Researchers evaluated more than 2 decades of evidence on atrial fibrillation patients taking vitamin K antagonists.
When heart rate or rhythm problems lead to atrial fibrillation (AF), medication, medical procedures, and lifestyle changes are 3 lifesaving interventions. Since AF causes blood to pool in the heart's atria (increasing the chances that a blood clot will form, travel to the brain, and cause a stroke), anticoagulation is critical. Globally, the selection of anticoagulants has expanded to allow some choice, but many patients continue to use the older vitamin K antagonists (VKAs). Sometimes, they are accustomed to VKAs and remain on them out of habit. Other times, cost is an issue; although the international normalized ratio (INR)-monitoring required with VKAs is costly, many patients are more concerned with the expense of the insurance copayment for medication. And, a select subgroup of patients—those with metal prosthetic valves—must remain on warfarin. VKA anticoagulation prevents thromboembolic events, but increases hemorrhage risk.
In an article in the July 2014 issue of Thrombosis Journal,
researchers from the University of Connecticut examined 23 years of medical research surrounding VKAs (warfarin, the sole option in the United States; acenocoumarol; tecarfarin; phenprocoumon; and fenprocoumon). Their goal was to determine patients’ time spent in therapeutic range (TTR), proportion of INR measurements in range (PINRR), adverse events in relation to INR, and predictors of INR control in AF patients using VKAs.
VKA-treated patients’ INRs were in therapeutic range 61% of the time, and PINRR assessments were within range a mere 56% of the time. During periods patients were outside the therapeutic range, they were more likely to be below range. Thus, thrombosis risk increased. Patients at greatest risk were those treated as community-based outpatients. Patients treated through anticoagulation clinics or in trial settings were better controlled and spent less time outside of the therapeutic range.

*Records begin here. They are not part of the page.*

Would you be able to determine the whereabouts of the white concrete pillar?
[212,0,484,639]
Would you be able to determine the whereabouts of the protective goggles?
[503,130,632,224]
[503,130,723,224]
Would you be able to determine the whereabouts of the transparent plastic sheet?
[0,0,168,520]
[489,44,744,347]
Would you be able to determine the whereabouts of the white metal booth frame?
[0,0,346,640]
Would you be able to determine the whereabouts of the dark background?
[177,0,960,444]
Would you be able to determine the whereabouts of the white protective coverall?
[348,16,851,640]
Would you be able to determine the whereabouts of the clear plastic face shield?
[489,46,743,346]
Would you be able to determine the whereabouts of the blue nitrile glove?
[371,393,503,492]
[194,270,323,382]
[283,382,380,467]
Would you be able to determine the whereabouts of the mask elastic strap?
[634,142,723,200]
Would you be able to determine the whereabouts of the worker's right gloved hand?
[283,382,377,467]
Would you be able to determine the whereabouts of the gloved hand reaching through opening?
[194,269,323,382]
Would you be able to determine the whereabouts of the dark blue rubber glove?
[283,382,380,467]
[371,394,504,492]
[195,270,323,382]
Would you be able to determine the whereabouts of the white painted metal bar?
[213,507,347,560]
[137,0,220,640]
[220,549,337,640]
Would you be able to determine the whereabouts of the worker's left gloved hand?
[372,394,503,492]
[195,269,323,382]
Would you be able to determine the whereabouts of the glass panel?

VKA-naïve patients who were new to treatment were at greater risk of poor control than patients with longer histories of anticoagulation with VKAs.

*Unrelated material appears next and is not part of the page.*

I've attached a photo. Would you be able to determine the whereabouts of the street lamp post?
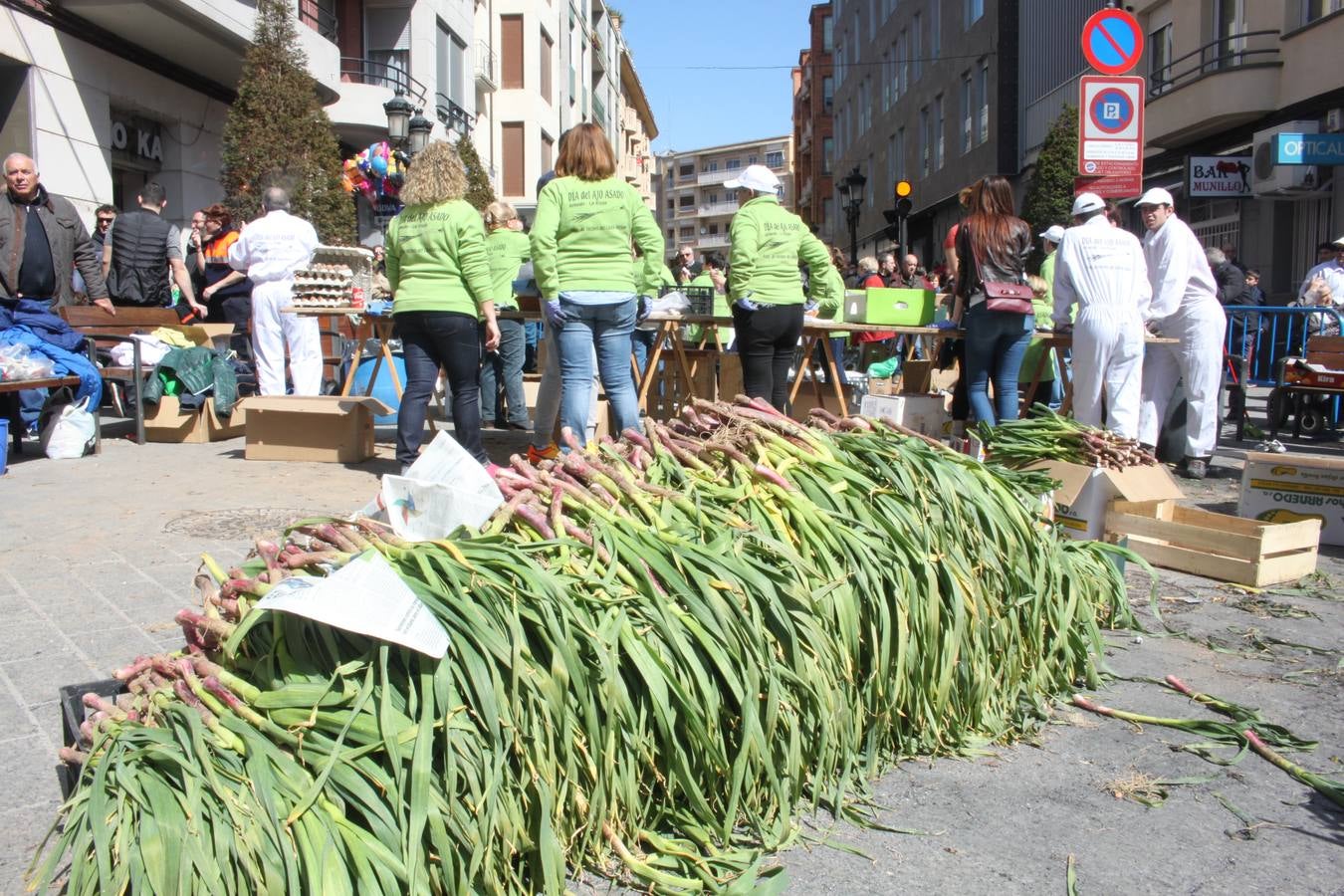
[840,165,868,265]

All patients experienced thromboembolic and hemorrhagic events, even if their levels were within normal limits. Patients whose INR fell below 2, however, experienced more than half of all thromboembolic events. More than 40% of all hemorrhagic events happened at an INR >3.
North American patients spent significantly less time in the therapeutic range than European or British patients. The authors attribute this to North America’s reliance on warfarin; other VKAs available in Europe have been shown to offer improved TTR.
The authors conclude that VKAs’ efficacy and safety are closely related to the level of INR control achieved, and VKA-treated AF patients often have INRs outside the therapeutic range.